As noted in other threads, he was helping create the problem while McCain was fighting it, at least insofar as Fannie Mae is concerned.

Barack Obama? The same guy who had no accomplishments in the "140 days" he was in the Senate? When and how did he create the Fannie Mae problem? He wasn't even on the Senate committee that bottled up the housing reform bill.
9.19.2008 4:02pm
CB55 (mail):
Note that no one has said that we roll back the laws passed since the Raygun years including Gramm-Leach-Bliley Act and the Commodity Futures Modernization Act,and bankruptcy
9.19.2008 4:23pm
PC:
Note that no one has said that we roll back the laws passed since the Raygun years including Gramm-Leach-Bliley Act and the Commodity Futures Modernization Act,and bankruptcy

That's because the socialist Community (more like Communist, amirite?) Reinvestment Act is the sole cause of this entire mess.
9.19.2008 4:55pm
Dr. T (mail) (www):
A low-interest government loan here, a housing subsidy there, one hundred million economic stimulus checks here, a Bear-Stearns bail-out there, an AIG buy-out here, and soon we'll be in a semi-fascist nation where the government controls all financial institutions and thereby controls most of the economy. Add enforced servitude for young adults in a National Service Program, and we'll jump to full fascism. I like mountains, so emigrating to Switzerland might a good idea.
9.19.2008 7:47pm
LM (mail):
McCain just announced he opposes bailing out New York City. Something about, "Lindsay got them into it; let him get them out of it."

?
9.19.2008 7:48pm
CB55 (mail):
PC:

Morris Berman, Kevin Phillips, David Cay Johnson and Chalmers Johnson have all joined in with you to describe the final phase of the dying American Empire.
9.19.2008 7:48pm
CB55 (mail):
Huey Long once said, "Fascism will come to America in the name of anti-fascism." I'm afraid, based on my own experience, that fascism will come to America in the name of national security. Jim Garrison
9.19.2008 7:56pm
deepthought:
I like the way Bush has become a "post-partisan" president when he wants a Democratic Congress to approve taking on hundreds of billions of bad debt, saying its no time for partisanship. It is exactly the right time for partisanship; the opposition party needs to hold the Administration's feet to the fire.
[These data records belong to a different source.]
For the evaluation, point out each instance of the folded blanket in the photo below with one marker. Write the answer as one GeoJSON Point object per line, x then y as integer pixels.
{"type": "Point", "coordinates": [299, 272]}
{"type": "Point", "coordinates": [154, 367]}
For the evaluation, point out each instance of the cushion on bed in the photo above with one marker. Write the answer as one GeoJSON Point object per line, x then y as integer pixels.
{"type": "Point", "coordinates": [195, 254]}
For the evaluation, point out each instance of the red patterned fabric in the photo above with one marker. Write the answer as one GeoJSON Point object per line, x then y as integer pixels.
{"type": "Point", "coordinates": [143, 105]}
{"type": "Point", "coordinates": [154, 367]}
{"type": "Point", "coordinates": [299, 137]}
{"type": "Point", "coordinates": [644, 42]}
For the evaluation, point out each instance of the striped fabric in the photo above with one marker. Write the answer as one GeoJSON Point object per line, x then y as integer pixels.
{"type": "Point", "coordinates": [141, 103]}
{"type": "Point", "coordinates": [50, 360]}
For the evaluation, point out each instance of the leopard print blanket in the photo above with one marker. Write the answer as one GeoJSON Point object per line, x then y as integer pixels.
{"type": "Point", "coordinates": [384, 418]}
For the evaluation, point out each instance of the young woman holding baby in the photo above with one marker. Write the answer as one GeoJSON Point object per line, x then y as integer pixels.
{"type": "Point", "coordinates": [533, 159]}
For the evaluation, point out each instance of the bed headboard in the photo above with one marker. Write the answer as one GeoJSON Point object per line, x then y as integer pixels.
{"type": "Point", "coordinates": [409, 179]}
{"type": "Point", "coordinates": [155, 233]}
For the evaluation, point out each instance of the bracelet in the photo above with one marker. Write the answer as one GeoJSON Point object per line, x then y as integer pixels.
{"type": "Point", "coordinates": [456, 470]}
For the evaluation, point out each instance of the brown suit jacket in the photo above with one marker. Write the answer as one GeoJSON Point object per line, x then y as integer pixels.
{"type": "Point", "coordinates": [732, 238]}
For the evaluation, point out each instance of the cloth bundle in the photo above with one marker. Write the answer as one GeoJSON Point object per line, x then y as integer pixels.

For seven years a Republican Administration and Congress enjoyed their "seven years of plenty," is the country due now for seven years of poverty?
9.19.2008 8:09pm
LM (mail):
Update to my last comment: McCain says he was misquoted, and he knows the difference between Wall Street and New York City. But he stands by his promise that if he's elected the U.S. will veto any attempt to give Nationalist China's seat on the Security Council to the Red Chinese.
9.19.2008 8:12pm
neurodoc:
Anderson: "Hundreds of billions to save investors: wise choice."
Who isn't an investor? Those who aren't participants in the pension plan of any company, non-profit, municipal or state pension plans? And don't have anything in 401Ks, 403Ks, IRAs, Keoghs, ESOPs or other tax-deferred accounts? And aren't "invested" through life insurance or annuity products? And own no real property or other major assets? And aren't saving for their own or their children's education, home purchase, or other purpose?
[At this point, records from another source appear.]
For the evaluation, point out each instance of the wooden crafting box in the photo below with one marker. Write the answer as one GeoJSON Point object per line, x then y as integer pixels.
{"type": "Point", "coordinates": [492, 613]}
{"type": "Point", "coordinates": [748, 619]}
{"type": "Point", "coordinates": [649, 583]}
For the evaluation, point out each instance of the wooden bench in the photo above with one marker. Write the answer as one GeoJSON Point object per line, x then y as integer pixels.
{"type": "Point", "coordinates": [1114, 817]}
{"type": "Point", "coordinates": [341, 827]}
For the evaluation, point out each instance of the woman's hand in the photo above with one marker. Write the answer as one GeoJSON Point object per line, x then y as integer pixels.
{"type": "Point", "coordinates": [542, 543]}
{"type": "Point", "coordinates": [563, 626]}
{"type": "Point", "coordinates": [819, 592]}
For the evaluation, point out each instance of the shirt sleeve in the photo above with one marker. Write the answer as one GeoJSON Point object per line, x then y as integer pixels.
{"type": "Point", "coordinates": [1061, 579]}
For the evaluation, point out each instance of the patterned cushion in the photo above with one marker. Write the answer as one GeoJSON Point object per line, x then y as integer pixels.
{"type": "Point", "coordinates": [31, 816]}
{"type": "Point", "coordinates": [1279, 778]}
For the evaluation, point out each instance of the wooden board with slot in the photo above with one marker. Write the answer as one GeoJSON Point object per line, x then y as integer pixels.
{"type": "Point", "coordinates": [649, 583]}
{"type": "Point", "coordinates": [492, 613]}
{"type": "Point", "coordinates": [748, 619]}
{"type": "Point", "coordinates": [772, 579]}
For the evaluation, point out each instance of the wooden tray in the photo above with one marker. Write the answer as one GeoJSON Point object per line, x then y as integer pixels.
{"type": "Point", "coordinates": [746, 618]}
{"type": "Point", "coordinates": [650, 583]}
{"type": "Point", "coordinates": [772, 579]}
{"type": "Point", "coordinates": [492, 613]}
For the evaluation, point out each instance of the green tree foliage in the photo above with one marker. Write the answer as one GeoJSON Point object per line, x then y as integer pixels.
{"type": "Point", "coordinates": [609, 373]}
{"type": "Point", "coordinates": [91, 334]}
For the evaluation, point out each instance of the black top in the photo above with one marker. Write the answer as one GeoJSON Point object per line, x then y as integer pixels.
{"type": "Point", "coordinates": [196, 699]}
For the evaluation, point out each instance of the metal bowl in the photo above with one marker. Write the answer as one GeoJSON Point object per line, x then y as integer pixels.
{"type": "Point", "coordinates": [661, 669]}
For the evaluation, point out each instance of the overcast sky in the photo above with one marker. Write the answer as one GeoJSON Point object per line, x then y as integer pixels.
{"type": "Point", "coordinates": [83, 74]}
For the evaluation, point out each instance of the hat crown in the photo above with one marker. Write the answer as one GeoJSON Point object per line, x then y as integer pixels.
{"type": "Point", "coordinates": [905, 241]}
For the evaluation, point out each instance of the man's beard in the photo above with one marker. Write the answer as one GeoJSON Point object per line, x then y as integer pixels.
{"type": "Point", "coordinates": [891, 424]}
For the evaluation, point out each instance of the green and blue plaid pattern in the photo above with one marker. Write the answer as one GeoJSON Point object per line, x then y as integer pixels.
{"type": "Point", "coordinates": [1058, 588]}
Save for the truly poor among us, I think there must be few real "non-investors." And the poor won't be unaffected either.

I think the word you want is "speculators." That one, rather than "investors," is usually used to distinguish those regarded as greedy and deserving of whatever losses they suffer from the rest of us who deserve better.
9.19.2008 8:52pm
Javert:

Although I read it carefully, I could see nowhere where the money was to come from to pay for the bailout.
The Tooth Fairy.
9.19.2008 8:57pm
A. Zarkov (mail):
"The conservative movement has utterly hated FDR, and his New Deal programs like Medicaid, Social Security, FDIC, Fannie Mae (1938), and the SEC for nearly 80 years."
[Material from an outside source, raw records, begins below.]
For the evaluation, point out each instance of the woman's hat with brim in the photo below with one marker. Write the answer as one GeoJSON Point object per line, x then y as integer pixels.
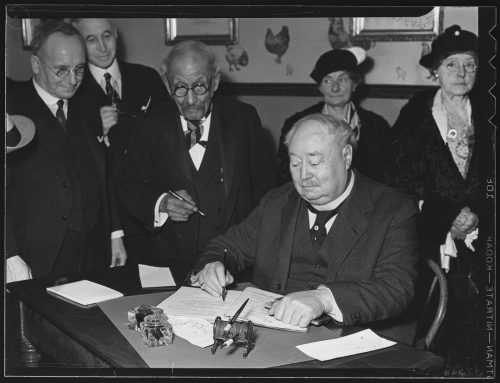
{"type": "Point", "coordinates": [19, 131]}
{"type": "Point", "coordinates": [452, 40]}
{"type": "Point", "coordinates": [335, 60]}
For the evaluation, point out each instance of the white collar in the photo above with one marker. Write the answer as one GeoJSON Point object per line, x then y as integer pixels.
{"type": "Point", "coordinates": [46, 97]}
{"type": "Point", "coordinates": [332, 205]}
{"type": "Point", "coordinates": [98, 73]}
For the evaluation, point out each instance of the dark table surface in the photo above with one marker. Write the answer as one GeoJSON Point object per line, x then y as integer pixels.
{"type": "Point", "coordinates": [92, 329]}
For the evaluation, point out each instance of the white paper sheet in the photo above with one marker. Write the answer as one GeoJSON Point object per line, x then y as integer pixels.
{"type": "Point", "coordinates": [152, 276]}
{"type": "Point", "coordinates": [85, 292]}
{"type": "Point", "coordinates": [195, 330]}
{"type": "Point", "coordinates": [193, 302]}
{"type": "Point", "coordinates": [362, 341]}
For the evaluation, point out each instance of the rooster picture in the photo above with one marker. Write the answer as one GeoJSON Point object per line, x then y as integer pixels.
{"type": "Point", "coordinates": [236, 56]}
{"type": "Point", "coordinates": [277, 43]}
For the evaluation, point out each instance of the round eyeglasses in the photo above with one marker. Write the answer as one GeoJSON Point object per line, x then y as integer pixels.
{"type": "Point", "coordinates": [79, 70]}
{"type": "Point", "coordinates": [198, 89]}
{"type": "Point", "coordinates": [454, 66]}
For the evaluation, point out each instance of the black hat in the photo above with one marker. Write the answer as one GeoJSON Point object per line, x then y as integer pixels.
{"type": "Point", "coordinates": [452, 40]}
{"type": "Point", "coordinates": [338, 59]}
{"type": "Point", "coordinates": [19, 131]}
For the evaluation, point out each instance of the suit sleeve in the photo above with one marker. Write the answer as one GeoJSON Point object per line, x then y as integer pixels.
{"type": "Point", "coordinates": [136, 190]}
{"type": "Point", "coordinates": [391, 287]}
{"type": "Point", "coordinates": [263, 174]}
{"type": "Point", "coordinates": [240, 241]}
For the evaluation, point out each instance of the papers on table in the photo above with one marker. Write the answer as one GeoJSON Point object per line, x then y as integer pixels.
{"type": "Point", "coordinates": [195, 330]}
{"type": "Point", "coordinates": [85, 292]}
{"type": "Point", "coordinates": [362, 341]}
{"type": "Point", "coordinates": [155, 276]}
{"type": "Point", "coordinates": [193, 302]}
{"type": "Point", "coordinates": [256, 311]}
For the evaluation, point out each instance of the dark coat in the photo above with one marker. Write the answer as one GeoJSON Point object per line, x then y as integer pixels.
{"type": "Point", "coordinates": [371, 268]}
{"type": "Point", "coordinates": [40, 193]}
{"type": "Point", "coordinates": [158, 161]}
{"type": "Point", "coordinates": [370, 154]}
{"type": "Point", "coordinates": [139, 84]}
{"type": "Point", "coordinates": [422, 165]}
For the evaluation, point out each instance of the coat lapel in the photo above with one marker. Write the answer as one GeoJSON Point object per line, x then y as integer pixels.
{"type": "Point", "coordinates": [349, 225]}
{"type": "Point", "coordinates": [288, 223]}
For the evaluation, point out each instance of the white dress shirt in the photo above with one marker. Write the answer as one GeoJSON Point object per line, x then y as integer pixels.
{"type": "Point", "coordinates": [196, 152]}
{"type": "Point", "coordinates": [325, 290]}
{"type": "Point", "coordinates": [114, 71]}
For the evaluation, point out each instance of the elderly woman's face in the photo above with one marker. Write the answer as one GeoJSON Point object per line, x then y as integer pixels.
{"type": "Point", "coordinates": [457, 74]}
{"type": "Point", "coordinates": [337, 88]}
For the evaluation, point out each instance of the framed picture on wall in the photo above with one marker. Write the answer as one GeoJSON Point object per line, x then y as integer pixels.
{"type": "Point", "coordinates": [28, 28]}
{"type": "Point", "coordinates": [422, 28]}
{"type": "Point", "coordinates": [214, 31]}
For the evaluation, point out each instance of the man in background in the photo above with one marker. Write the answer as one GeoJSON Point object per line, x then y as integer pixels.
{"type": "Point", "coordinates": [210, 151]}
{"type": "Point", "coordinates": [56, 197]}
{"type": "Point", "coordinates": [119, 92]}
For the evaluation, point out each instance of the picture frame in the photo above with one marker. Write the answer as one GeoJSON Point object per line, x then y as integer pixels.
{"type": "Point", "coordinates": [212, 31]}
{"type": "Point", "coordinates": [27, 31]}
{"type": "Point", "coordinates": [422, 28]}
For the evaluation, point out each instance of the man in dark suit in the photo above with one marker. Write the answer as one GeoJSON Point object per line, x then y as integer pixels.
{"type": "Point", "coordinates": [210, 151]}
{"type": "Point", "coordinates": [334, 242]}
{"type": "Point", "coordinates": [119, 92]}
{"type": "Point", "coordinates": [56, 195]}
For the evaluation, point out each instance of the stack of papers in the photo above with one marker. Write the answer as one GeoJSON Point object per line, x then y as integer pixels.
{"type": "Point", "coordinates": [362, 341]}
{"type": "Point", "coordinates": [152, 277]}
{"type": "Point", "coordinates": [84, 292]}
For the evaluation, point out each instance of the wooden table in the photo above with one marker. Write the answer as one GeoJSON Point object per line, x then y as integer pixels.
{"type": "Point", "coordinates": [83, 341]}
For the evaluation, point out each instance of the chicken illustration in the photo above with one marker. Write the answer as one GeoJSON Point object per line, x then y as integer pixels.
{"type": "Point", "coordinates": [236, 56]}
{"type": "Point", "coordinates": [277, 43]}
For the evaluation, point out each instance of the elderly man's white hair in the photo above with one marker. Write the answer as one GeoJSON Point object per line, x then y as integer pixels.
{"type": "Point", "coordinates": [189, 48]}
{"type": "Point", "coordinates": [340, 131]}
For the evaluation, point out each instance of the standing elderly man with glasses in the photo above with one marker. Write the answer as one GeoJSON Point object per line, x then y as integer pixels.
{"type": "Point", "coordinates": [57, 194]}
{"type": "Point", "coordinates": [208, 152]}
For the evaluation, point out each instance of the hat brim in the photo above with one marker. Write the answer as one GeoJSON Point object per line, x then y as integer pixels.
{"type": "Point", "coordinates": [26, 128]}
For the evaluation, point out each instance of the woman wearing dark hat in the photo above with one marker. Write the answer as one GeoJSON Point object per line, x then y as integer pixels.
{"type": "Point", "coordinates": [338, 77]}
{"type": "Point", "coordinates": [440, 146]}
FDR ran against Hoover and criticized his budget deficits. During the campaign he did his best to scare the public but then said said we had nothing to fear but fear itself as president. Nevertheless I think he did a good job with securities regulation. But his record in dealing with the Depression was mixed, but at least he tried.

BTW Medicaid was not a New Deal program as it didn't start until 1965.